Okay, Leesa is completely spent. I feel like I walked to work on my hands. I have been thinking way too much lately, and I am wondering if it is because (1) I have a smallish noggin and brain and my brain is being overtaxed, (2) I have limited my chocolate intake because of bikini season, or (3) I have not heard President Bush speak this week. Whatever the case, I am going to limit my intellectual pursuits for a while.
Today we are going to talk about color-coordinated hair clips. Yeah, right. Much more likely to talk about nipple clips around here, but then again, here I go pandering to those people using Google to search for online porn. Pick me, pick me! Drive up my traffic.

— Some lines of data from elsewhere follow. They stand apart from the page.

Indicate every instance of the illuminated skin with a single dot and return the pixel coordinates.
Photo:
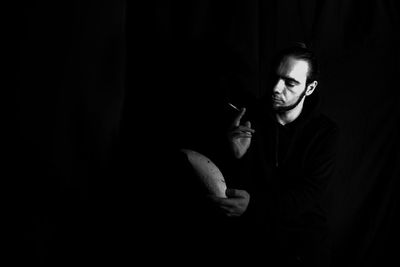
(290, 90)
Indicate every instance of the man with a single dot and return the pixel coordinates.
(283, 158)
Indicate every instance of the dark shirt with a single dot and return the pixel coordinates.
(286, 171)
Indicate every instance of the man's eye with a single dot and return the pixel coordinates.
(291, 84)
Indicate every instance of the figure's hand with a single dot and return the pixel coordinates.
(235, 204)
(240, 135)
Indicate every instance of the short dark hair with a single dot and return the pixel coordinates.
(301, 51)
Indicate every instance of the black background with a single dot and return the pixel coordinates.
(105, 89)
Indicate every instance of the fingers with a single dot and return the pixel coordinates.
(236, 193)
(236, 203)
(236, 121)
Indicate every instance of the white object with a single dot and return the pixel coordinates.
(207, 172)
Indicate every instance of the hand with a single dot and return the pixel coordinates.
(240, 135)
(235, 204)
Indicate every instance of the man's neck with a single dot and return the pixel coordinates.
(288, 116)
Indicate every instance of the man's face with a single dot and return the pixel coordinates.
(290, 87)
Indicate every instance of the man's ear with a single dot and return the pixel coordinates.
(311, 87)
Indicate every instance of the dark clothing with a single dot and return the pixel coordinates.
(286, 171)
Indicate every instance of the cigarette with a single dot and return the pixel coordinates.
(233, 106)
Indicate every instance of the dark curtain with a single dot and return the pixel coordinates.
(106, 91)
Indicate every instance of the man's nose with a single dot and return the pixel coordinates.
(278, 88)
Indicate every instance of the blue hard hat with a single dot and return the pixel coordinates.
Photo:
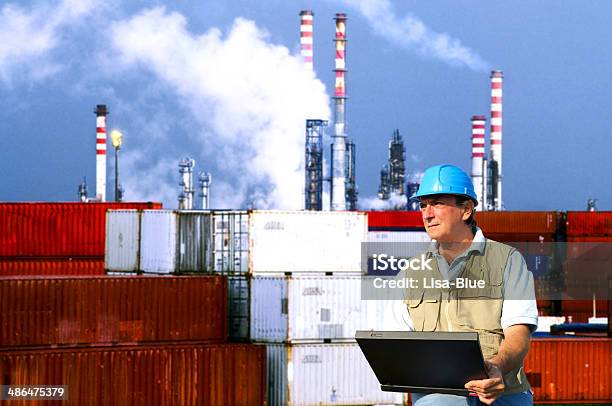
(448, 180)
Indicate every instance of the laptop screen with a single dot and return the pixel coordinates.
(440, 362)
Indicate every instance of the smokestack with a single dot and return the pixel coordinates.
(205, 180)
(186, 196)
(101, 113)
(338, 198)
(306, 19)
(478, 142)
(496, 136)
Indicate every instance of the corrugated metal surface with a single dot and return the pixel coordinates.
(158, 237)
(56, 229)
(322, 374)
(570, 370)
(74, 310)
(398, 236)
(589, 247)
(194, 241)
(589, 223)
(299, 308)
(230, 241)
(211, 375)
(306, 241)
(522, 222)
(395, 220)
(53, 266)
(122, 240)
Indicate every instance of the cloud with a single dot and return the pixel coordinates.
(249, 97)
(411, 33)
(395, 202)
(28, 35)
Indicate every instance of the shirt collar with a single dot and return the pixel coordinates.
(478, 244)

One last, half-of-a-thought. Muse placed the picture of a bee stinging someone with the blog entry title, "It'll only stings for a second." I couldn't help but remember something I learned in school. The picture reminded me of it because it was so clear. When the bee stings, her guts come out with the stinger. Imagine if those who hurt us would feel that bad – like the bee, they would only sting to protect something more valuable than their own lives. We would certainly be living in a much kinder world if this were the case. Either that, or we would all be extinct because we are a bunch of bitches and bastards. Interesting thought, though.
On to the useful part of the pose. See, I try to be useful, not just on areas of marriage but in common sense things. So this post is more about how to get free gas. No, not really. Siphoning gas can really do damage on your lungs.
The real post starts here.
I think I have the best "ordering strategy" for Subway Sandwich Shoppes. Okay, I am not sure if that is the real name for the place – but Subway sounds like I am going from Union Station to Silver Spring.
Anyway, on to the ordering.
The way Subway is set up, you have to order fast, and the person putting together the sandwich has to likewise assemble the masterpiece just as quickly. But the sandwich engineer also, I am guessing here, needs to limit the stuff that goes on the sandwiches.
So I order my bread, meat and cheese first. I sort of smile to see if I get an extra piece of cheese. It has worked once so far, but I still do my smile thing. Just-in-case.
Then it goes to the next sandwich engineer. This is the part that pays off – because you normally don't get any extra meat or cheese unless you are doing the manager – and she has bad breath. So when they ask for the veggies that go on the sandwich, I don't say, "I want everything but onions" which is what I want. I say, "Lettuce and Spinach." They add a little bit more lettuce and spinach than they normally would have since they think that's all I want. And when the last spinach leaf hits the sandwich, I come back with a "green and banana peppers." I continue to use this tactic until my sandwich is swimming in veggies. That is my aim. I mean, the bread is just so-so, and the meat is almost tasteless (actually a benefit), but the veggies are usually so freakin' fresh.
Then comes the dressings – and I only like a dab of whatever. I know that some just smear the dressings on, so I warn them by saying, "I just want a dash of …" and then I pick out the most appropriate dressing type for the sandwich that was constructed solely for moi.
I used to have a Subway right down the street from where I worked. It was on Drayton, a really bad place to be around when it gets dark. People would come in with their food stamps and get sandwiches, drinks and cookies. Personally, I skip the drink if I can find something nearby.
And I never actually eat my sandwich at Subway. I prefer to take it to a nearby square and eat it in the cool spring air. In the middle of summer, only if the humidity is in the double digits (joke). Some of these big old oak trees even make the summer bearable.
McDonalds French fries
One last tip on French fries at McDonalds. Well, besides for the fact that they harden instantly in your arteries, if you like hot French fries – as for fries without salt. They always put salt on them after they take them out of the vat of fat, so they have to give you fresh fries.
Wow, aren't you glad I got through this without mentioning a six inch whatever? Unpredictable, that's what I like. To be unpredictable.